- Theatrical release poster
- Directed by: Nick Nostro
- Screenplay by: Sergio Solima; Nick Nostro; Alfonso Balcázar;
- Produced by: Amando Morandi
- Starring: Dan Vadis; Helga Liné; Ivano Staccioli; Alfredo Varelli;
- Cinematography: Tino Santoni
- Edited by: Bruno Mattei
- Music by: Carlo Savina
- Production companies: Cine Produzioni Associate; Les Films Copernic; Balcazar Producciones Cinematograficas;
- Release date: 24 December 1964 (Italy);
- Running time: 88 minutes
- Countries: Italy; France; Spain;

= Spartacus and the Ten Gladiators =

Spartacus and the Ten Gladiators (Gli invincibili dieci gladiatori) is a 1964 international co-production sword-and-sandal film directed by Nick Nostro and co-written by Nostro, Alfonso Balcázar and Sergio Sollima.

==Plot==
Rocca and his nine gladiators have just completed a triumphal show in the arena in front of the Emperor. However their ebullient mood changes to horror and sadness when they are followed by a group of a dozen gladiators from Thrace who are ordered to kill each other until one man is standing. In this group is a father and son. They reluctantly comply but when the son faces his father one of the gladiators steps in to prevent the son from killing his father then throws his sword at the Emperor's box.

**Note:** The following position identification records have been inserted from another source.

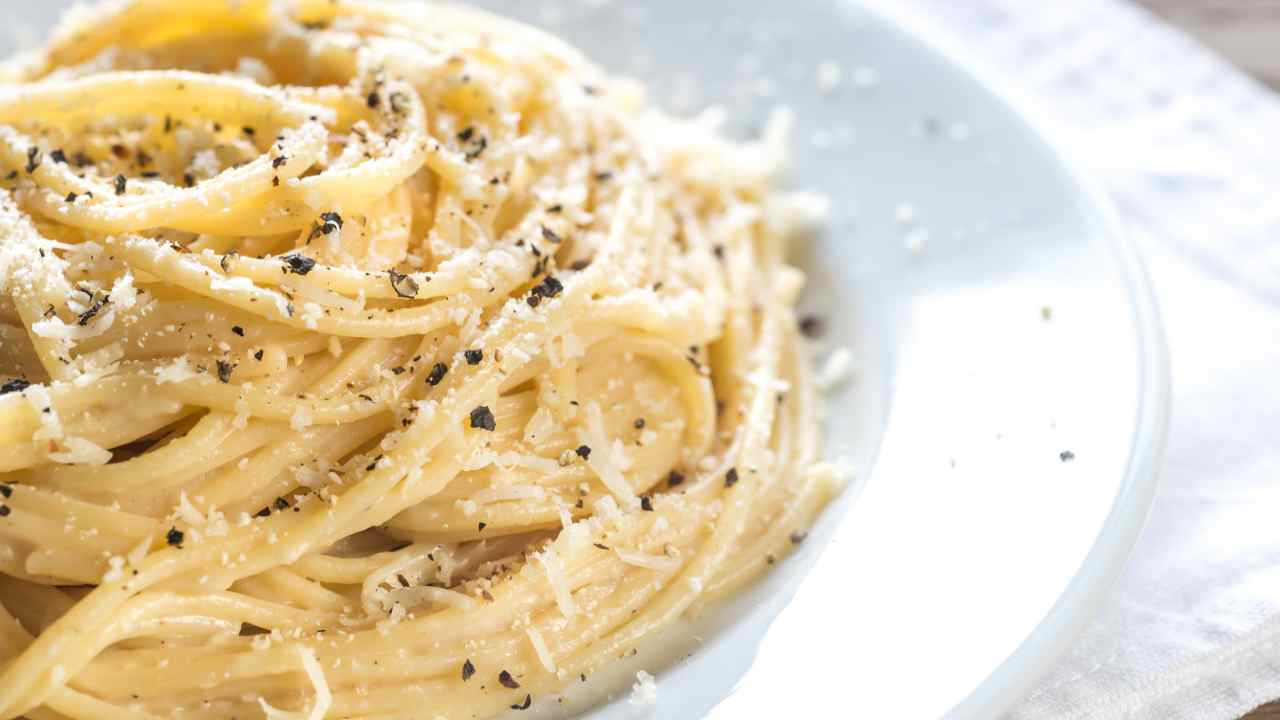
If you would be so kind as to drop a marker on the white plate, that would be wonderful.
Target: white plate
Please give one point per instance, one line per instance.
(973, 552)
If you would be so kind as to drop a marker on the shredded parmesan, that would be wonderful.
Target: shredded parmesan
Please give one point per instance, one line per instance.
(556, 577)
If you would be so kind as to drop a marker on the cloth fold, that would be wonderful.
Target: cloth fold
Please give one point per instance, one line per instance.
(1187, 147)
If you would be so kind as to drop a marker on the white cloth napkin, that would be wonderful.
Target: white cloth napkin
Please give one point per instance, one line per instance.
(1189, 150)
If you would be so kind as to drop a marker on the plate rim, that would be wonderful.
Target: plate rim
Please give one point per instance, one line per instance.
(1091, 584)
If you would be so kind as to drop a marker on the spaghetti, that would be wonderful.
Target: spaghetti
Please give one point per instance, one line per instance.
(368, 360)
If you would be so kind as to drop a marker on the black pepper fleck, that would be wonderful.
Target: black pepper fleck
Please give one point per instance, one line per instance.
(298, 264)
(437, 374)
(812, 327)
(481, 419)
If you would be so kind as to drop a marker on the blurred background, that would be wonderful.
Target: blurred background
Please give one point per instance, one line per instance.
(1244, 31)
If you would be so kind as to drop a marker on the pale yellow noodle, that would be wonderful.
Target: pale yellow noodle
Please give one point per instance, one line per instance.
(352, 345)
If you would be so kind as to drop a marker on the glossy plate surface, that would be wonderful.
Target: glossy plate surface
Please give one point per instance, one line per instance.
(968, 552)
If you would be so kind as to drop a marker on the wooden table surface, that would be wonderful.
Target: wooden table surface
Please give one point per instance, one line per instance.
(1247, 32)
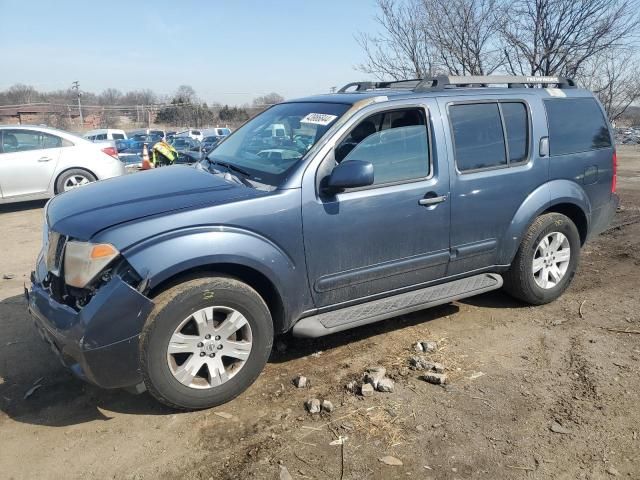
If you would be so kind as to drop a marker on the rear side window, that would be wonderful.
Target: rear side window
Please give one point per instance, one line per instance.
(477, 136)
(515, 122)
(576, 125)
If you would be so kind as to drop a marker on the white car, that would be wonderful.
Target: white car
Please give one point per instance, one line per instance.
(39, 162)
(195, 134)
(105, 134)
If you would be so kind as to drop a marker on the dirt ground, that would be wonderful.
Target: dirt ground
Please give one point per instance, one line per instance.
(514, 372)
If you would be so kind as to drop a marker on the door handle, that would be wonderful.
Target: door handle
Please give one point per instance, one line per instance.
(428, 201)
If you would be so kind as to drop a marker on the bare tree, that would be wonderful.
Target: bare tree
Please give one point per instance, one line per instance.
(615, 78)
(402, 50)
(20, 93)
(464, 34)
(185, 94)
(558, 37)
(110, 96)
(268, 99)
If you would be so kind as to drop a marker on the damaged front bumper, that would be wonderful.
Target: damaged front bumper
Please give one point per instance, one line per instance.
(99, 342)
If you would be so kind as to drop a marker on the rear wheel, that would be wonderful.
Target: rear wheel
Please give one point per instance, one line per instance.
(205, 342)
(546, 260)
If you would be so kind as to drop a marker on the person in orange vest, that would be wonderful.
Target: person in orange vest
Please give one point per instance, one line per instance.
(163, 154)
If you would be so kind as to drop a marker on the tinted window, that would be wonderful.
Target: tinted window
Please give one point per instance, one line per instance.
(477, 136)
(25, 140)
(398, 152)
(576, 125)
(516, 124)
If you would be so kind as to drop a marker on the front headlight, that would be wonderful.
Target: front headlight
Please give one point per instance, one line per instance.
(84, 261)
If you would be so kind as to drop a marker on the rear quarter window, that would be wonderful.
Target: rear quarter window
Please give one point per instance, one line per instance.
(576, 125)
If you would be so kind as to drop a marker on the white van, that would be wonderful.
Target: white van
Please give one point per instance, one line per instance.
(105, 134)
(195, 134)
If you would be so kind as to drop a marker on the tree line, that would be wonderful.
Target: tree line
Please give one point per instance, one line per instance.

The show is stopped with the manager flogging the defiant gladiator without effect until he is stopped by Rocca. A man named Chimbro offers to buy the survivors for his own use and mollifies the manager by not only the price paid but promising that they will suffer lifelong torment instead of an easy death. The manager takes his anger out on Rocca and his men by blacklisting them from ever appearing in an arena again.

The hungry gladiators travel through the countryside where they stop an attack by bandits on a group carrying the Patrician woman Livia who promises her rescuers a reward from her wealthy father. They are dismayed when their announcement that several of Lydia's slaves are mortally wounded is met by Livia reassuring them there is nothing to worry about; she has more slaves where they come from.

Over dinner at the villa of her father Senator Varro, Varro offers Rocca and his men the opportunity to perform in any venue they wish. Chimbro arrives to tell Varro that he is unsuccessful in capturing the elusive Spartacus who Varro claims is behind various raids and depredations in the area, though in reality it is Chimbro leading men of Varro's private army disguised as bandits who are responsible. Rocca and his men offer to capture Spartacus and bring him to justice, with Varro believing that the ten have the capability that Chimbro and his 50 soldiers did not.

A reconnaissance and raid on Spartacus' camp lead to the entire camp defending Spartacus who is revealed to be the gladiator who stopped the son from killing his father, threatened the Emperor, and escaped from Chimbro. Rocca and his men offer to make an offer from Spartacus that he will pay the ransom of him and all his escaped slaves to Varro once they escape from Rome by sea, but the treacherous Varro imprisons Rocca and his men and raids the camp of Spartacus. Rocca and his men escape and plan vengeance to Varro and loyalty to Spartacus.

==Cast==
- Dan Vadis – Rocca
- Helga Liné – Daliah
- Alfredo Varelli – Spartacus
- Ursula Davis – Livia
- Gianni Rizzo – Senator Varro
- Enzo Fiermonte – Gladiator Rizio
- Salvatore Borghese – Mute Gladiator
- Milton Reid – Chimbro
- Aldo Canti – Thracian son
- Ivano Staccioli

==Production==
The film was shot in Rome and on location in Barcelona, Spain.

==Release==
Spartacus and the Ten Gladiators was released in Italy on 24 March 1964.